Wenn es darum geht, welches RTOS für eine Embedded-Applikation benutzt werden soll, steht man oft vor der Qual der Wahl: Allein Wikipedia listet über 100 Betriebssysteme, die sich das Prädikat »echtzeitfähig« auf die Fahne geschrieben haben. Um es dem Leser vielleicht ein bisschen einfacher zu machen, eine (hoffentlich richtige) Entscheidung zu treffen, werden in diesem Artikel drei bekannte Vertreter dieser Betriebssystem-Gattung verglichen: FreeRTOS, Zephyr und RIOT OS.

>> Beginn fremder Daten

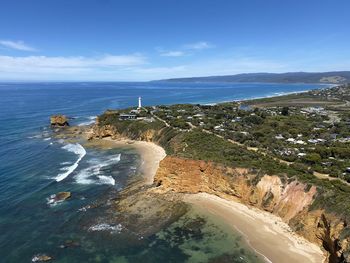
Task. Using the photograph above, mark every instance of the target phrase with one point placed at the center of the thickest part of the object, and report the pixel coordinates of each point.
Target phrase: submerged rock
(59, 197)
(41, 258)
(69, 244)
(59, 121)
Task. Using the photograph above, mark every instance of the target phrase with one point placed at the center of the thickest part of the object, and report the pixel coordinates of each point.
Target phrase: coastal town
(310, 130)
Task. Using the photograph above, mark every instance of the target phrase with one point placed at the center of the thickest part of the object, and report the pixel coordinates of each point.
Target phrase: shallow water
(34, 166)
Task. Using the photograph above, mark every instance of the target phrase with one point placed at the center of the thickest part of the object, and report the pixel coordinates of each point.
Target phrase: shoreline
(150, 154)
(264, 232)
(271, 96)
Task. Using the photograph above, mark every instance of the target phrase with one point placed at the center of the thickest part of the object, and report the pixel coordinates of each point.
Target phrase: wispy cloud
(199, 45)
(17, 45)
(173, 53)
(45, 64)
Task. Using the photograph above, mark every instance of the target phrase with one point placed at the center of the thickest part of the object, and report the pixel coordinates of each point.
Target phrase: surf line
(77, 149)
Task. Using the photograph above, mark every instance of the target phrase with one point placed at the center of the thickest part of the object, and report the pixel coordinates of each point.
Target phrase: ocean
(34, 166)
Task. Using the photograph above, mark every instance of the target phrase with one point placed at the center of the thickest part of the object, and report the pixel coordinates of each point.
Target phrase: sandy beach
(267, 234)
(150, 153)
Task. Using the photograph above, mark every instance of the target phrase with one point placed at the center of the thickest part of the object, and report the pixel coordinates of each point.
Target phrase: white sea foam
(94, 174)
(106, 179)
(106, 227)
(91, 120)
(78, 150)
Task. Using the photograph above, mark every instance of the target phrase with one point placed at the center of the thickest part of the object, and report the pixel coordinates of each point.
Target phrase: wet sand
(266, 233)
(150, 153)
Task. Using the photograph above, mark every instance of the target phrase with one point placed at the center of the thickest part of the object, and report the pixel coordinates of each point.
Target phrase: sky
(129, 40)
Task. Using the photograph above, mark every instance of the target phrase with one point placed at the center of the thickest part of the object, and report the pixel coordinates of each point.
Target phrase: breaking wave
(106, 227)
(78, 150)
(94, 174)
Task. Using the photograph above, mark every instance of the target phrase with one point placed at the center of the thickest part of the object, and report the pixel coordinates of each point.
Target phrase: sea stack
(59, 121)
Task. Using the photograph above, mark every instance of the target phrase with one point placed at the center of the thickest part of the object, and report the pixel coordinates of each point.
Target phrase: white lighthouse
(140, 105)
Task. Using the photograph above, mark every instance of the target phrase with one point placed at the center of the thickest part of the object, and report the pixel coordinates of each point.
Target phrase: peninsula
(276, 168)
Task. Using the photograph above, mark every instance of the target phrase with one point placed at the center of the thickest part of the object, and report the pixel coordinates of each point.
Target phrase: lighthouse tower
(140, 105)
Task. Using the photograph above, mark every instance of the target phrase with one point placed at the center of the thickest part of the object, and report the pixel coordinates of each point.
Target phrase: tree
(313, 158)
(285, 111)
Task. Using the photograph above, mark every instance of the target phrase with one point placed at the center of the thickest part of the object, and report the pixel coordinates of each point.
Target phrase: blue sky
(155, 39)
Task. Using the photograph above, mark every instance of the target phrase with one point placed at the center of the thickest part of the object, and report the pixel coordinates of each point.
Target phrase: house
(279, 137)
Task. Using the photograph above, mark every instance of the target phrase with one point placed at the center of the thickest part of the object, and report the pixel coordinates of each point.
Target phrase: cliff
(196, 163)
(290, 200)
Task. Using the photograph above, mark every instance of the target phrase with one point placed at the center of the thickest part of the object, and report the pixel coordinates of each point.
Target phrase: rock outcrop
(59, 121)
(287, 198)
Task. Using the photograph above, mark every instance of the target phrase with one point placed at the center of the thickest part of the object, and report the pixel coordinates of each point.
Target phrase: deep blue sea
(31, 161)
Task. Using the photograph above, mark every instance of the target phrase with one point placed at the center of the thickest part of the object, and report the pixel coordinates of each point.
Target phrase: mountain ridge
(331, 77)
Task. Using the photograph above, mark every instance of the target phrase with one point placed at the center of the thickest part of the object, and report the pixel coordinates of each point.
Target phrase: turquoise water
(31, 162)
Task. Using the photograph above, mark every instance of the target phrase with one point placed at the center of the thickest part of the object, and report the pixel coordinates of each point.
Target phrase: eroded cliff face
(289, 200)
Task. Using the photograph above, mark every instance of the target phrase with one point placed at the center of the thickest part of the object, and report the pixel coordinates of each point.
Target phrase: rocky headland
(293, 201)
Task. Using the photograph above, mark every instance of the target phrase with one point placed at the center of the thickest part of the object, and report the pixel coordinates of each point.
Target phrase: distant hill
(336, 77)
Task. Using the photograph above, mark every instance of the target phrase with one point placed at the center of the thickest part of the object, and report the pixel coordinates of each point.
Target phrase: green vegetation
(266, 128)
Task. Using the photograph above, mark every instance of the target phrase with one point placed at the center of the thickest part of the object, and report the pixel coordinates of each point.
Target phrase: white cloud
(174, 53)
(38, 64)
(198, 45)
(17, 45)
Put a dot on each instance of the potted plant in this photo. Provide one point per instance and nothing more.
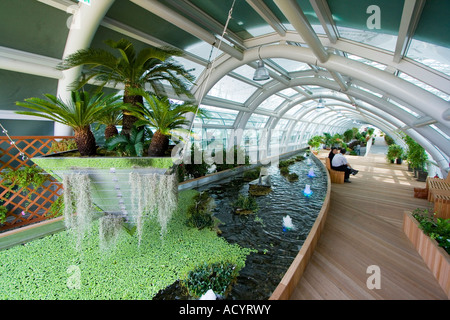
(150, 66)
(395, 152)
(315, 142)
(417, 158)
(79, 113)
(165, 116)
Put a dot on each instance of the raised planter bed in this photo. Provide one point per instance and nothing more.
(293, 275)
(436, 258)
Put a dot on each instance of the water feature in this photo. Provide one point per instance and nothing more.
(264, 231)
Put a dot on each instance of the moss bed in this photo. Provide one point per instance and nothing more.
(44, 268)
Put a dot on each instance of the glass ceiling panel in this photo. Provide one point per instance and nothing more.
(404, 108)
(218, 116)
(433, 56)
(257, 121)
(368, 62)
(378, 40)
(232, 89)
(282, 124)
(419, 83)
(195, 68)
(291, 65)
(203, 50)
(271, 103)
(294, 110)
(289, 92)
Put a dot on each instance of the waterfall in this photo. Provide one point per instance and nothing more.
(78, 206)
(153, 196)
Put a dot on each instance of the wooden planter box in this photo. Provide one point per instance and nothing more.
(435, 257)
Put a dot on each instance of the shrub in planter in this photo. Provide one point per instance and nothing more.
(284, 171)
(251, 174)
(292, 177)
(217, 276)
(394, 152)
(435, 228)
(3, 212)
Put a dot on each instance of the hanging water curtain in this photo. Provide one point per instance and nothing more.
(133, 197)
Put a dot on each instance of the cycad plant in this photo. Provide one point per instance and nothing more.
(151, 66)
(129, 146)
(165, 116)
(82, 110)
(111, 120)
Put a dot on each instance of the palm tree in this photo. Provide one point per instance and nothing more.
(111, 119)
(165, 116)
(151, 66)
(79, 113)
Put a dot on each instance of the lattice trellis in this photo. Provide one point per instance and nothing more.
(30, 206)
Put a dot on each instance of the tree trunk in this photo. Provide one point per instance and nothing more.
(127, 119)
(85, 140)
(158, 145)
(110, 131)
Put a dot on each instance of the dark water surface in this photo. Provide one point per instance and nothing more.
(263, 231)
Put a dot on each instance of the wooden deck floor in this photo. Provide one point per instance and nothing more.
(363, 228)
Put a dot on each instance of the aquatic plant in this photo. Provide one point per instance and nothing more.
(217, 276)
(38, 269)
(245, 205)
(109, 229)
(153, 195)
(200, 212)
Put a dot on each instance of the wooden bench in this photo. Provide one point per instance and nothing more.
(335, 176)
(437, 186)
(442, 206)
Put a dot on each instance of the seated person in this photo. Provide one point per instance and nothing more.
(340, 163)
(333, 151)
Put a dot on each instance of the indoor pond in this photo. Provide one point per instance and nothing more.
(264, 230)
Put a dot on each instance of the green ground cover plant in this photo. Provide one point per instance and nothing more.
(435, 228)
(52, 268)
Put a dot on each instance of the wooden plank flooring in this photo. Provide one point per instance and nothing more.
(363, 228)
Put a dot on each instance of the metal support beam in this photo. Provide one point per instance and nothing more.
(196, 15)
(326, 20)
(412, 10)
(185, 24)
(260, 7)
(30, 63)
(297, 18)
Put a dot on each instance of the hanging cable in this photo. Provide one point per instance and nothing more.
(13, 143)
(211, 67)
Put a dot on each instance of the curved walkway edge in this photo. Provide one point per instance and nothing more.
(362, 233)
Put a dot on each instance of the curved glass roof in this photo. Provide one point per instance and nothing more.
(379, 62)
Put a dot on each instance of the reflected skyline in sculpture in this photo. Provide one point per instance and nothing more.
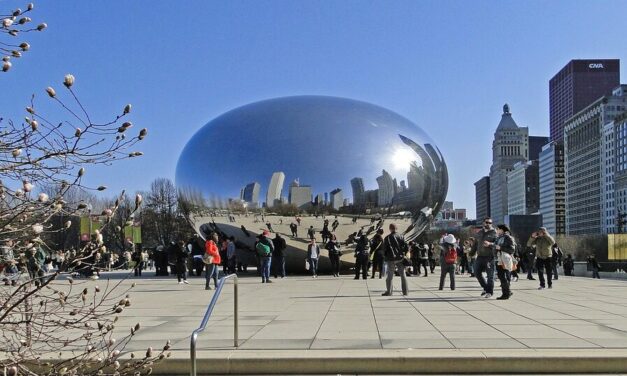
(314, 155)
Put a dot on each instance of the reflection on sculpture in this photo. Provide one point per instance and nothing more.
(287, 164)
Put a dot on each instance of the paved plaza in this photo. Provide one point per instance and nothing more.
(343, 315)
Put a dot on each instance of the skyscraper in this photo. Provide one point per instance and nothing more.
(482, 198)
(386, 188)
(552, 188)
(274, 189)
(510, 146)
(522, 188)
(577, 85)
(586, 164)
(357, 184)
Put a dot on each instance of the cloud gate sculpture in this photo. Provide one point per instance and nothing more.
(344, 167)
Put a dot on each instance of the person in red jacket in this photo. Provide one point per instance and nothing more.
(212, 269)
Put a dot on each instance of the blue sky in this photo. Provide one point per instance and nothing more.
(449, 66)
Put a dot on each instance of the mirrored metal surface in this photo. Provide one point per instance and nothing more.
(342, 166)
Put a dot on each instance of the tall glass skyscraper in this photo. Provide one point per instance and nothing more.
(576, 86)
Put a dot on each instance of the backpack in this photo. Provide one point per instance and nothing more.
(263, 250)
(450, 256)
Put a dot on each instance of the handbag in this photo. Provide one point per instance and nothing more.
(207, 259)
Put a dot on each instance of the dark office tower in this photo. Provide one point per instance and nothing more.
(535, 146)
(482, 197)
(577, 85)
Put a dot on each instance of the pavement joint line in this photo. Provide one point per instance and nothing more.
(374, 317)
(564, 313)
(430, 322)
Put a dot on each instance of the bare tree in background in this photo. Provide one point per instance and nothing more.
(43, 160)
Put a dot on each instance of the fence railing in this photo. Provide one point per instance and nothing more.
(205, 319)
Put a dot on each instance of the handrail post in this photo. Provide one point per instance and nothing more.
(205, 319)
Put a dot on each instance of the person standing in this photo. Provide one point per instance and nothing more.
(376, 253)
(265, 249)
(212, 269)
(139, 261)
(557, 254)
(485, 257)
(594, 265)
(395, 248)
(569, 265)
(543, 243)
(181, 259)
(313, 255)
(362, 253)
(231, 255)
(333, 247)
(504, 245)
(448, 258)
(278, 256)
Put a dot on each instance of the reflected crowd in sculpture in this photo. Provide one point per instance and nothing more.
(308, 160)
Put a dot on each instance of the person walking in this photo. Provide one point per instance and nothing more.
(504, 245)
(362, 253)
(376, 253)
(181, 260)
(423, 258)
(485, 257)
(311, 233)
(265, 248)
(448, 259)
(212, 268)
(557, 254)
(594, 265)
(278, 256)
(543, 242)
(313, 255)
(395, 248)
(569, 265)
(333, 247)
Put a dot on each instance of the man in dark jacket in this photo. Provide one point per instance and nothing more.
(362, 253)
(376, 253)
(394, 250)
(278, 255)
(485, 257)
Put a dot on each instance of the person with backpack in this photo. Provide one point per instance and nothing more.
(333, 247)
(504, 246)
(264, 248)
(448, 259)
(557, 259)
(278, 257)
(395, 248)
(376, 253)
(543, 242)
(313, 255)
(362, 253)
(211, 259)
(485, 257)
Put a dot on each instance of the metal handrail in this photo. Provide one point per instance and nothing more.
(205, 319)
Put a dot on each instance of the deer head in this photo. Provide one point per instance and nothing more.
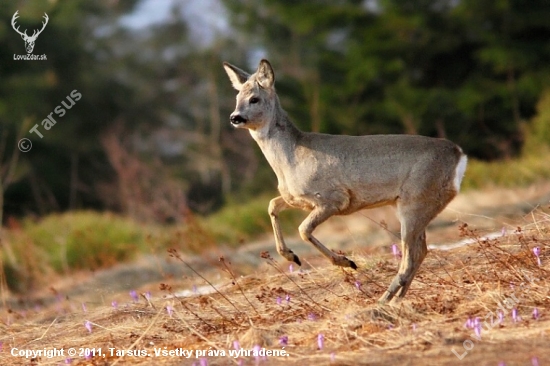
(29, 41)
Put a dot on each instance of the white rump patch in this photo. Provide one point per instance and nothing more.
(459, 172)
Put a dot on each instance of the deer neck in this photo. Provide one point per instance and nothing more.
(278, 141)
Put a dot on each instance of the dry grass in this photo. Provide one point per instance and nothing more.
(338, 303)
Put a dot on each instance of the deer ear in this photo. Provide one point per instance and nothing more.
(265, 75)
(237, 76)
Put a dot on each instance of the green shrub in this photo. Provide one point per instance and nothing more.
(85, 239)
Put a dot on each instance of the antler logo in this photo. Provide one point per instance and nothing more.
(29, 40)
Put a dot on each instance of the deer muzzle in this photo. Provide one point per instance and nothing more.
(237, 119)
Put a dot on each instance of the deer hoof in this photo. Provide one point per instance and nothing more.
(295, 259)
(291, 257)
(344, 262)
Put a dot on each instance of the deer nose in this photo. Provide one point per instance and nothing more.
(237, 119)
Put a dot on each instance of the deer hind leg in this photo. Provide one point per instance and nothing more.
(314, 219)
(414, 219)
(277, 205)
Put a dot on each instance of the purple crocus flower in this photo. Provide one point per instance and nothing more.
(134, 295)
(515, 316)
(536, 252)
(320, 341)
(469, 323)
(477, 330)
(88, 325)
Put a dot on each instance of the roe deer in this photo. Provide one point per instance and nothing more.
(338, 175)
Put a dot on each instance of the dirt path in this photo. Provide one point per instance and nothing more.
(487, 211)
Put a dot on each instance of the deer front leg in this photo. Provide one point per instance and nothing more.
(314, 219)
(277, 205)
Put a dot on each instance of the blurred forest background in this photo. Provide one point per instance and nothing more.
(150, 136)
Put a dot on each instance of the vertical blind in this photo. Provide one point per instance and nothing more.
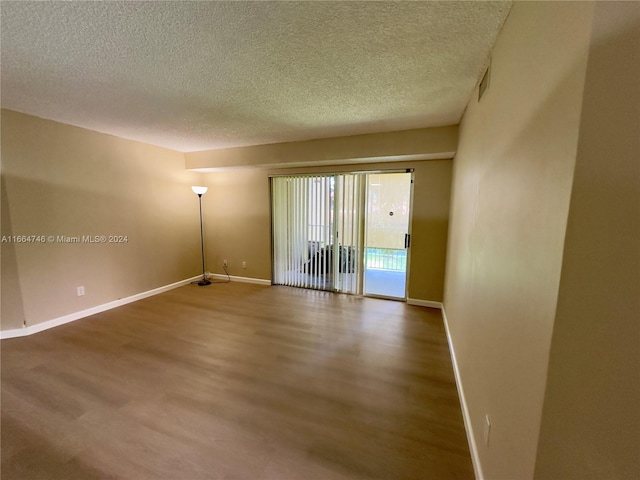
(318, 224)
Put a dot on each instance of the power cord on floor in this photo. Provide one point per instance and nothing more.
(228, 277)
(195, 282)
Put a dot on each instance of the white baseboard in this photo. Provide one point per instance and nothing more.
(475, 457)
(39, 327)
(424, 303)
(233, 278)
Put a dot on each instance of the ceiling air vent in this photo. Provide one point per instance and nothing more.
(484, 83)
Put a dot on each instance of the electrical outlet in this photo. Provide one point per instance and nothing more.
(487, 429)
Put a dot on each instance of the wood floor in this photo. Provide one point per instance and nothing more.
(235, 381)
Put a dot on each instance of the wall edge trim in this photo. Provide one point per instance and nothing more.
(234, 278)
(473, 447)
(424, 303)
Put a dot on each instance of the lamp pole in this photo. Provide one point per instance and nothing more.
(200, 191)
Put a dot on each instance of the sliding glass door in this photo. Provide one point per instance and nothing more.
(342, 232)
(317, 231)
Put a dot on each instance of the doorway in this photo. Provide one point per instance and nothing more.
(342, 232)
(387, 236)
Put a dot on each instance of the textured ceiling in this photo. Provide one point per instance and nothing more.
(202, 75)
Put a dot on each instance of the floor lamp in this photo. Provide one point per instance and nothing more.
(201, 191)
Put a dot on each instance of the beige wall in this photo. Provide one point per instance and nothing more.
(591, 417)
(404, 145)
(511, 189)
(62, 180)
(237, 214)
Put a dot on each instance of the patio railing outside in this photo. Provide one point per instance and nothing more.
(386, 259)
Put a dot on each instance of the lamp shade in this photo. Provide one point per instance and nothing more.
(199, 190)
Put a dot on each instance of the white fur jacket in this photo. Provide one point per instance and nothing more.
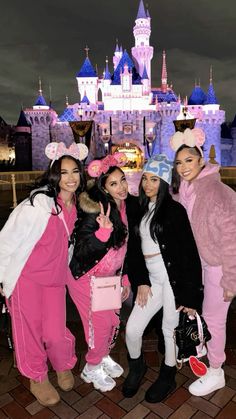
(23, 229)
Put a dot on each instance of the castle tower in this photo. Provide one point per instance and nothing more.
(41, 118)
(145, 82)
(87, 80)
(126, 79)
(117, 55)
(211, 122)
(23, 143)
(142, 52)
(164, 84)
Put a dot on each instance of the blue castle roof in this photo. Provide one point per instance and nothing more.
(141, 11)
(211, 98)
(85, 100)
(22, 121)
(125, 60)
(40, 101)
(86, 70)
(161, 96)
(145, 76)
(197, 96)
(68, 115)
(107, 75)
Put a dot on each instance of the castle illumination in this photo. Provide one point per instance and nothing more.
(127, 112)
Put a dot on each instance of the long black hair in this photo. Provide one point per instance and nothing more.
(158, 213)
(119, 233)
(48, 183)
(175, 184)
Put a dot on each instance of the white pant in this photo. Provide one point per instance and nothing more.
(162, 296)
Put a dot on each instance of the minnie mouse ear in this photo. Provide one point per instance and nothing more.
(176, 140)
(121, 158)
(83, 151)
(51, 150)
(199, 135)
(94, 168)
(189, 138)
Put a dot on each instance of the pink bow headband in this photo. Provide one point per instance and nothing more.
(97, 167)
(191, 137)
(56, 150)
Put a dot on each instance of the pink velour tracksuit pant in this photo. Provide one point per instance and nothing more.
(215, 311)
(39, 330)
(103, 323)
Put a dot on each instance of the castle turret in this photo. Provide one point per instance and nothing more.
(23, 143)
(145, 81)
(87, 80)
(164, 84)
(41, 118)
(117, 55)
(142, 52)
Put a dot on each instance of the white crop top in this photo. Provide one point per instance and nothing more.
(149, 247)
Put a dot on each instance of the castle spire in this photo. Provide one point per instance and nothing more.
(164, 73)
(211, 74)
(40, 87)
(86, 50)
(141, 11)
(211, 98)
(107, 74)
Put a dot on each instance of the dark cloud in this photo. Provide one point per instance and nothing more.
(47, 39)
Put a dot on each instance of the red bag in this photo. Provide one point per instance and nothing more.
(105, 293)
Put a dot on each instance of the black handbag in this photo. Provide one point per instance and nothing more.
(190, 337)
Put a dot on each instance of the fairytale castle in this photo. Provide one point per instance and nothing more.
(120, 110)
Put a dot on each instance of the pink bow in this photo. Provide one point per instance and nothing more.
(56, 150)
(191, 138)
(97, 167)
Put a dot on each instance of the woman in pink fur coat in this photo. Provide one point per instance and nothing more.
(211, 207)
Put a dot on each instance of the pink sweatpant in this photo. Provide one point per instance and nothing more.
(215, 311)
(39, 329)
(104, 322)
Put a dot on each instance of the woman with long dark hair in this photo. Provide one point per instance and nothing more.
(100, 247)
(34, 271)
(211, 208)
(175, 280)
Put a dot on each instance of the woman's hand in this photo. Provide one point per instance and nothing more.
(228, 295)
(144, 291)
(1, 291)
(125, 293)
(190, 311)
(103, 219)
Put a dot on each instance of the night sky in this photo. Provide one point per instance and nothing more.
(47, 38)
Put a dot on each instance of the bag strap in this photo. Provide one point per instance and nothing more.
(62, 218)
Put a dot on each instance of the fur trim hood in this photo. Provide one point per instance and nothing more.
(87, 204)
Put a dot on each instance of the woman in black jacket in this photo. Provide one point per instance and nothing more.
(100, 246)
(175, 276)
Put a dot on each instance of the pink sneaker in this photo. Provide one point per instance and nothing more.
(212, 381)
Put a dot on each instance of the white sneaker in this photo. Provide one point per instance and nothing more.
(212, 381)
(111, 367)
(98, 377)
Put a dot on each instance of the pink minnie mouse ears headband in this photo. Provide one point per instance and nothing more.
(97, 167)
(191, 137)
(56, 150)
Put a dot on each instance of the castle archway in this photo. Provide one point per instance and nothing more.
(134, 154)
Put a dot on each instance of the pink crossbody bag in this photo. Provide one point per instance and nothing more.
(106, 292)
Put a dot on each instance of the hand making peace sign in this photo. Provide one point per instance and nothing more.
(103, 219)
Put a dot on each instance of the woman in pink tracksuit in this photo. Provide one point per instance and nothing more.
(100, 248)
(34, 270)
(211, 207)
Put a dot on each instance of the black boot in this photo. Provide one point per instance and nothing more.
(163, 385)
(137, 370)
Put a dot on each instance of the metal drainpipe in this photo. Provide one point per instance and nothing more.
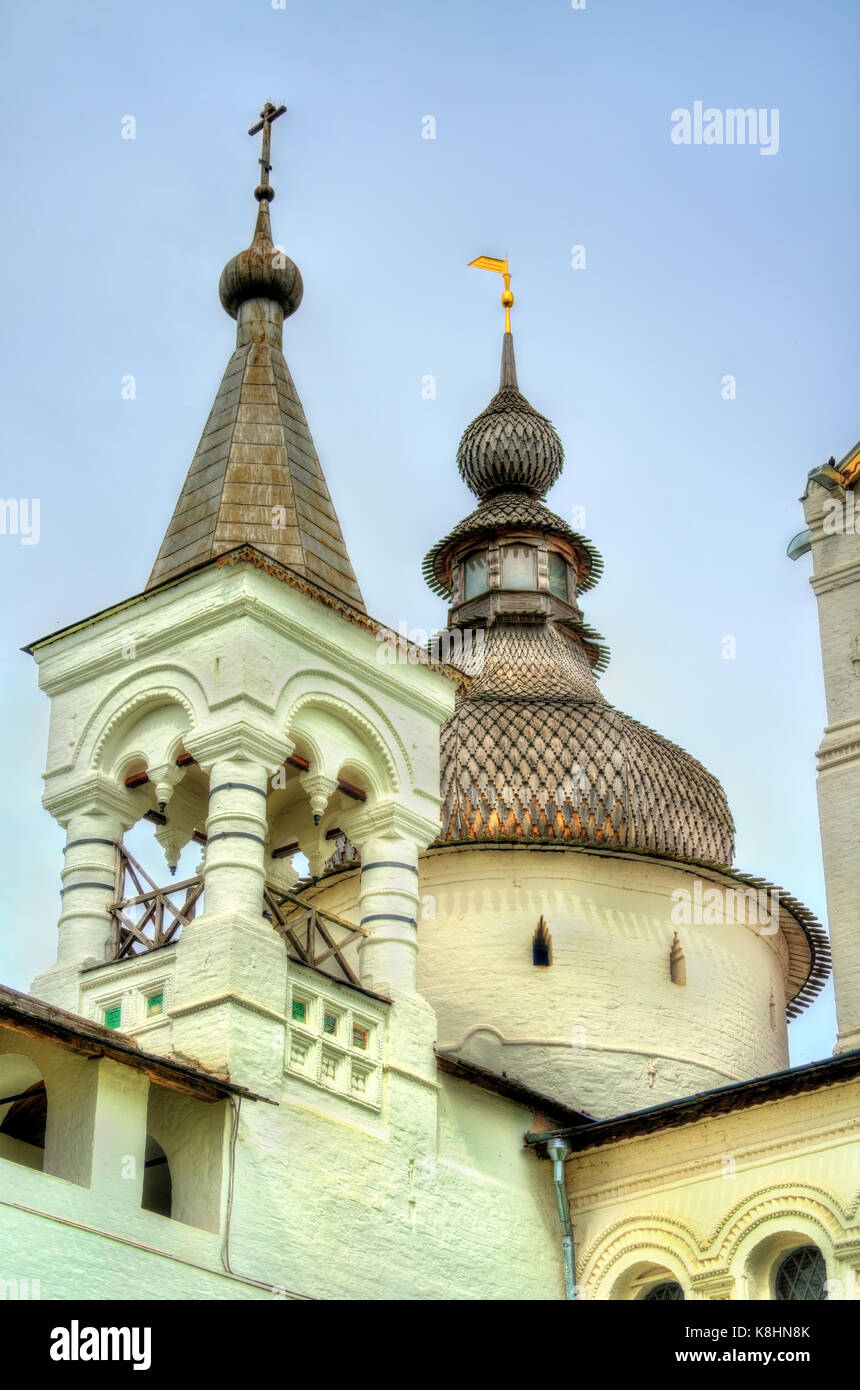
(557, 1150)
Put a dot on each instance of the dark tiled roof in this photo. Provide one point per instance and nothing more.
(723, 1100)
(534, 751)
(25, 1014)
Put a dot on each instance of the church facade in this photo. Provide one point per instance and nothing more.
(466, 998)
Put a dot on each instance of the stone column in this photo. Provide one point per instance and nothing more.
(229, 986)
(388, 838)
(235, 849)
(835, 545)
(238, 761)
(95, 818)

Alle drei RTOS sind relativ jung, wobei Zephyr mit dem Erst-Release im Jahr 2016 einer der jüngsten Neuzugänge in der RTOS-Landschaft ist und unter der Schirmherrschaft der Linux Foundation steht. Auch das ursprünglich 2003 von Richard Barry veröffentlichte FreeRTOS hat seit der Entwicklungsübernahme durch Amazon einen prominenten Koordinator gefunden. RIOT OS hingegen ging aus dem Forschungsprojekt FeuerWhere der Freien Universität Berlin hervor, bei dem vernetzte Sensoren Vitalwerte von Feuerwehrleuten im Einsatz überwachen. Es wird als Open-Source-Software von einer wachsenden Community weiterentwickelt.
Um gleich einmal ein paar Gemeinsamkeiten aufzuzählen: Die hier vorgestellten Echtzeitbetriebssysteme sind kostenlos, haben permissive Open-Source-Lizenzen (FreeRTOS: MIT, Zephyr: Apache 2.0, RIOT: LPGL), werden in C programmiert, ermöglichen Multitasking und Inter-Task-Kommunikation und sind für sehr viele Boards bzw. Mikrocontroller-Architekturen portiert. Interessant wird es bei den Unterschieden, wobei zu beachten ist, dass auch die Zielarchitektur die Nutzung bestimmter OS-Features einschränken oder erst ermöglichen kann. Übrigens benutzt von den hier vorgestellten RTOS nur FreeRTOS den Begriff »Task«, Zephyr und RIOT OS hingegen den Begriff »Thread«. Beide beschreiben eine auszuführende Einheit von Arbeit und können im Embedded-Bereich meistens synonym verwendet werden.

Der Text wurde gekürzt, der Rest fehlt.